At full retention, and allowing for the proration effect (which applies only if the contract is counted against the regular cap, not LTIR room) then it becomes a less than $1.875 million problem, and that’s easier to solve. The cost goes up to get that retention.
Does that fit under the cap? That’s the wrong question. The right on is: How much cutting of players numbers can the team live with to make it fit? The short roster we all hoped for (because then no one is injured) is a doable thing, and this problem vanishes in the playoffs when roster limits and the salary cap disappear. So, it’s not impossible to add a player of some amount less than Granlund’s full salary. That brings me to the things we don’t know.

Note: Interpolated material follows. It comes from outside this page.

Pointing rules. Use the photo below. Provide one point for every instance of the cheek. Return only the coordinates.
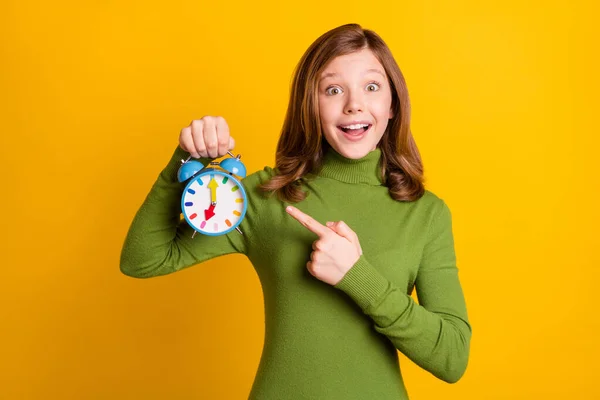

When is Wayne Simmonds likely to return to the lineup? If it’s before the playoffs, this is a harder problem. If it’s not, this all just got much simpler. His $1.5 million contract will need to be wedged back in when he returns.
Cutting could involve more than just playing 21 men all the time. It could mean trading or burying Engvall or another contract like Mikheyev. It might make Alex Galchenyuk’s attempt to crack the roster harder.
With Simmonds healthy, you can make a somewhat comically tight roster chosen by salary and then Granlund fits in without cutting anyone loose, but it’s not plausible for more than a week or so, and there is almost a month from the trade deadline on April 12 to the end of the regular season.
On the other hand, how confident is Sheldon Keefe or Dubas about this HEM line against a top team in a seven-game series?
Barring some unknown player coming out of the woodwork, this trade seems inevitable, and about as exciting as a Wild-Predators game on a Saturday night.